For most of the last decade, I was Panther 2G, a Staff Sergeant in the US Army. I'm now a military contractor in Afghanistan, doing the same job out of uniform. I'm attached to I co, 3rd BN, 9th Marines, out of FOB Hanson, Helmand Province, Afghanistan. This is my fourth deployment since 2005. And after 10 years, I'm a little tired that we never learn.
Yesterday makes ten years from the beginning of the invasion of Iraq, a pointless, idiotic war organized by a cabal of pollyanna-sunshine optimists and warphiliac chickenhawks for the grand and glorious purpose of showing the world how incoherently angry we were at someone else entirely and providing said chickenhawks with the intellectual and emotional Viagra they so desperately needed to convince themselves they were right to dodge serving in Vietnam while they attacked people smarter than them for opposing it.
Or something like that.
It was a war I fought in, not believed in. I was in the protests before it began. I found no reason to think an Iraq already crippled by years of sanctions was capable of threatening anyone, and trusted the crowd of grifters, snake-handlers, and draft-dodgers that made up the Bush White House about as far as I could throw the Washington Monument even before they started trying to convince the world that a tinpot dictator (who'd been the US's buddy when he was fighting the next-most-recent US friend in the area that had overthrown the US-friendly Shah) was the next Genghis Khan and coming to nuke Sheboygan. I signed up anyway, after the fighting had already begun, on April 23 2003. I joined for love of country and the desire to be a good citizen thereof. I fought for the guys beside me in the unit. Some of them were assholes, some of them were idiots, some of them were the best men I knew. I would have taken a bullet for any of them. I left some of them there.
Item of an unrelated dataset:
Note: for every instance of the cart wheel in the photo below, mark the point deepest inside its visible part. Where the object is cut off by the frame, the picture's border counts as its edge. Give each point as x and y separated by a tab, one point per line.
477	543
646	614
Ten years on, Iraq is no more stable than it was in 2008, after the massive 'surge', which I also fought in, narrowly diverted all-out religious civil war into merely a constant, mostly-contained bloody bombing and sectarian-polarization campaign. Just today, the anniversary itself, there was another wave of VBIEDs, suicide attacks, and assassinations across Iraq. Good luck finding much about it in the US media. They have abandoned interest in the place long before today. Nothing has changed since I last left the place in 2010. The world's biggest US Embassy is in Baghdad. It is nearly a ghost town, and the US government is about as popular in Iraq as a fart in an elevator. The region is far more unstable and awash in jihadi idiots than it was in 2003. Iraq is a shattered country that still cannot generate as much electricity as it could on March 18th, 2003.
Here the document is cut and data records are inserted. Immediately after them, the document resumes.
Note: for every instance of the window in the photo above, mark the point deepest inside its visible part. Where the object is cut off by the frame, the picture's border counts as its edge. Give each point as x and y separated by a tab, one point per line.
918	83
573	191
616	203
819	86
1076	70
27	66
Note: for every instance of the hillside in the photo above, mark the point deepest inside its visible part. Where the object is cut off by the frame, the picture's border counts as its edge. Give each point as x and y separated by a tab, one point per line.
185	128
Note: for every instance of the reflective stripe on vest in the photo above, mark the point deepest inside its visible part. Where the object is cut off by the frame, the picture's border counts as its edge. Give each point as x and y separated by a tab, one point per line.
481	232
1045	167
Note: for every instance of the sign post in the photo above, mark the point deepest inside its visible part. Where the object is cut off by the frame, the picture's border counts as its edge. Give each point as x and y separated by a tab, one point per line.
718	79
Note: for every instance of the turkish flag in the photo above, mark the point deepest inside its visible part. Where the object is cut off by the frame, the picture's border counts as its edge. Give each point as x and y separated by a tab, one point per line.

I know two things from all this: None of the people responsible for the thousands of US combat dead or hundreds of billions of dollars wasted will ever, ever apologize or admit they were wrong at all (just see what Dickhead Cheney has been saying lately), and absolutely none of them will ever be held accountable either.
How can I be sure of this? Because we never learn. Just recently, declassified materials confirm that Richard Nixon, Henry Kissinger, and his campaign actively committed treason by deliberately sabotaging the 1968 Vietnam peace negotiations to deny LBJ a pre-election political win. The fact that 25,000 more Americans would die in the next 4 years of saving face in leaving Vietnam was apparently not as important as Nixon winning the White House. Nixon committed treason, got thousands of better men than him killed in the furtherance of his ambition, and disgraced the honor of the Presidency and the entire country. He died a wealthy, comfortable man of old age in his own bed. His eulogy was delivered by President Clinton.
It should have read like this. "Let there be no mistake in the history books about that. Richard Nixon was an evil man -- evil in a way that only those who believe in the physical reality of the Devil can understand it. He was utterly without ethics or morals or any bedrock sense of decency."
Many of the same crowd went on to get their same jobs back when a brief period of deceny waned, and Regan swept them back into the halls of power. We never learn.
It appears that absent Jesus himself descending from the sky and openly condemning Cheney, Rumsfeld, Bush, et al to the fiery abyss, none of these men will ever face any sort of difficulty in the rest of their long, well-paid lives. I long ago stopped worrying about what the Pope has to day, but I do still hope in some corner of my soul that Hell does exist, as it being the final destination for said irredeemables will be the only justice that the spirits of Jens Schelbert and too many other of my brothers will ever know.
I'm sorry. I'm tired and its late here. Ten years gone, and I am sitting in yet another war zone, trying to push water up a rope, and paying for others' mistakes. We never learn. But somehow, I still have hope that one day we'll learn.